A propos des caricatures de Charlie-Hebdo, on a parlé de blasphème et de sacrilège qu’il fallait punir. Qu’en est-il en réalité ? Et qui est autorisé en islam à décréter une punition et à l’exécuter ? Relevons pour commencer qu’aucune fatwa n’a été invoquée pour les meurtres du 7 janvier dans l’attaque de Charlie-Hebdo et encore moins pour ceux du 9 janvier dans l’hypermarché casher. Quant au sacrilège, un dessin suffit-il pour le commettre et quel type de dessin ? On se garde bien de le préciser, pour laisser accroire au musulman ordinaire que toute représentation en image du Prophète est interdite. Pourtant, Muhammad en dessins et en BD n’est pas une nouveauté, loin s’en faut ! Et les réactions suscitées furent toujours contrastées comme il est normal.

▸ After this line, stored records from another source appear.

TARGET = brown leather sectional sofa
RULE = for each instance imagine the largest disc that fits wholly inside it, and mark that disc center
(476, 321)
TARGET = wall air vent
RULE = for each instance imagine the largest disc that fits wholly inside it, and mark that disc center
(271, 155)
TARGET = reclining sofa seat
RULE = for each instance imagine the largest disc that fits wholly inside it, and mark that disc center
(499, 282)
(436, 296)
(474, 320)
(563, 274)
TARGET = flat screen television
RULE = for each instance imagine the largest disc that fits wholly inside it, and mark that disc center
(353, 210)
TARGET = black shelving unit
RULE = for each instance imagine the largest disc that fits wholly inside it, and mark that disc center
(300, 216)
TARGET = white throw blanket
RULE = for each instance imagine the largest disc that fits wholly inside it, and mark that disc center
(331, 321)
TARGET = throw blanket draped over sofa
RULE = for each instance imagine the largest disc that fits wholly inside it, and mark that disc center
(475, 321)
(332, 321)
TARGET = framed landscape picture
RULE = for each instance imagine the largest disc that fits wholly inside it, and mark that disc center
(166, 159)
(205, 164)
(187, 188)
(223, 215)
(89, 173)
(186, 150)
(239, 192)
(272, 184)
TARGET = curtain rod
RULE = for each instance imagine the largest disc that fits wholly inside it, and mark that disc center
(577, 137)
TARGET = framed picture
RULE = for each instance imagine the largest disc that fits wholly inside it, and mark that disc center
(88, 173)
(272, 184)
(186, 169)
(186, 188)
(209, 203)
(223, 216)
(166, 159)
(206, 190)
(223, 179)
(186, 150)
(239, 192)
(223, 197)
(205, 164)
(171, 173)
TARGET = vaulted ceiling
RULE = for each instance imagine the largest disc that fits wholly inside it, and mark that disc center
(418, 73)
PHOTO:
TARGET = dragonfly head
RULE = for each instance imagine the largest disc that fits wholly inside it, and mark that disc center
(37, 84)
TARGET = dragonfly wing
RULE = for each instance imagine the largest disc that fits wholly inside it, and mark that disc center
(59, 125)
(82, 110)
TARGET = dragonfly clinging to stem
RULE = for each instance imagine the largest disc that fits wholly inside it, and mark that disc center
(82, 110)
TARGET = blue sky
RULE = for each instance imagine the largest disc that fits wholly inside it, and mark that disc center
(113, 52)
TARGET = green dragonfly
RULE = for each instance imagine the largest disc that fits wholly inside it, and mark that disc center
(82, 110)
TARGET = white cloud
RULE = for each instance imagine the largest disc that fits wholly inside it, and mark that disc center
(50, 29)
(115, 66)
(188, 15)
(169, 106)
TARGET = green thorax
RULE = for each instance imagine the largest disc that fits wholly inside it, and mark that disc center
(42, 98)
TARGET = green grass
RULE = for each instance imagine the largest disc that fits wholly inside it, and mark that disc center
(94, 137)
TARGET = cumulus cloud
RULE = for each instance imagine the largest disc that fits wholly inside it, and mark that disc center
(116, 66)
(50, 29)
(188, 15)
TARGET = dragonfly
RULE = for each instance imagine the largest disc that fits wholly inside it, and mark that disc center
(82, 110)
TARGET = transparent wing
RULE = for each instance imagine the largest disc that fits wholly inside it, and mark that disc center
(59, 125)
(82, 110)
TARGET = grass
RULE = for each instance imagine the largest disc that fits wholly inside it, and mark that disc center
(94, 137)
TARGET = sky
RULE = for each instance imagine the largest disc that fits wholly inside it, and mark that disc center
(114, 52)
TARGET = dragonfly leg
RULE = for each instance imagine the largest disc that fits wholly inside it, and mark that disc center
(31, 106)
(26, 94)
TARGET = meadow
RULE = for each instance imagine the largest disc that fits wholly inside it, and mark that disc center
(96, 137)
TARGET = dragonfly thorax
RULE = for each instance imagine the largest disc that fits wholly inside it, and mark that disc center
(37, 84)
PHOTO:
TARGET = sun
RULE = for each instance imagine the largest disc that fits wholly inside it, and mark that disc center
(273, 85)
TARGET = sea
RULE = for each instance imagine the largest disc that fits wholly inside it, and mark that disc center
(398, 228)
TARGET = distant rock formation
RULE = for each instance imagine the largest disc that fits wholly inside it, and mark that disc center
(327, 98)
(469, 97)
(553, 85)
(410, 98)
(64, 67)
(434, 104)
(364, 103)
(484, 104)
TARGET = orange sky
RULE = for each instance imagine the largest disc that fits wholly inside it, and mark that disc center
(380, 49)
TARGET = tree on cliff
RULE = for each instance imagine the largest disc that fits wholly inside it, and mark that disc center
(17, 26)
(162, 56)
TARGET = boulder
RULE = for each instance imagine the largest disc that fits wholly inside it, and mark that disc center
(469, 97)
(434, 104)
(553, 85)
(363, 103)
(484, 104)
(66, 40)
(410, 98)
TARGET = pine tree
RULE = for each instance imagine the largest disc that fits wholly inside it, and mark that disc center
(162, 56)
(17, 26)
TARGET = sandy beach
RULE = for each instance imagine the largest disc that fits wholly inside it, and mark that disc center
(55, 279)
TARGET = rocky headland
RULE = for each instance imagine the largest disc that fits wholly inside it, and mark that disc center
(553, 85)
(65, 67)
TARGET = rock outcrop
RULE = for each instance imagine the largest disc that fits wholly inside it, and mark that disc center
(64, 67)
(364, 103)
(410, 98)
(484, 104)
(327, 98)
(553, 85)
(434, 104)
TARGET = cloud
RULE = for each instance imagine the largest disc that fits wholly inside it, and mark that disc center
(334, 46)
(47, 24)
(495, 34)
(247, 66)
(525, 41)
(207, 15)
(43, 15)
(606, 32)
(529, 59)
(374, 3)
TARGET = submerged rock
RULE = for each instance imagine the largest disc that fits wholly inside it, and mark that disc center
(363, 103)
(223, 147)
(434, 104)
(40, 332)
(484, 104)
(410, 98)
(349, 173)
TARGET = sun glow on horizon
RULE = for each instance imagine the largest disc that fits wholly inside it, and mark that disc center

Au sein de l’islam, l’image a toujours eu des partisans et des opposants. La caricature n’existait pas au Moyen Âge et aucun théologien ancien n’a évidemment pu l’interdire. Quant à représenter le Prophète en image, les musulmans l’ont fait bien avant les Européens, dans des enluminures qui ornent de magnifiques manuscrits persans et turcs. Des débats avaient opposé alors les théologiens musulmans, à coup d’arguments religieux, sans empêcher les dessins.
Par contre, ce qui est sûr, c’est que toute atteinte au Prophète est tenue pour sacrilège par les hommes de religion. Seraient-ils d’ailleurs encore dans leur rôle s’ils se taisaient ? Or on a brouillé les frontières entre la satire et le dessin, afin d’imposer l’interdiction totale, et par conséquent la pensée unique. Le dessin, la fiction et le film sont devenus depuis quelques décennies, autant que la caricature, un terrain de lutte pour imposer une seule vision religieuse.
Posons donc la question : est-il licite ou non de dessiner le Prophète en islam ? Il y a cinquante ans, un éminent lettré musulman de Damas, Salah al-Dîn al-Munajjid répondait par l’affirmative en créant une collection de biographies des grands hommes de l’Islam dont la première était consacrée au Prophète. La Vie de Muhammad, parue dans les années 1960 dans sa propre maison d’édition, Dar al-Kitab al-Jadid, s’inspirait clairement du style de la BD de l’époque, la même sans doute dont s’étaient nourris les caricaturistes assassinés.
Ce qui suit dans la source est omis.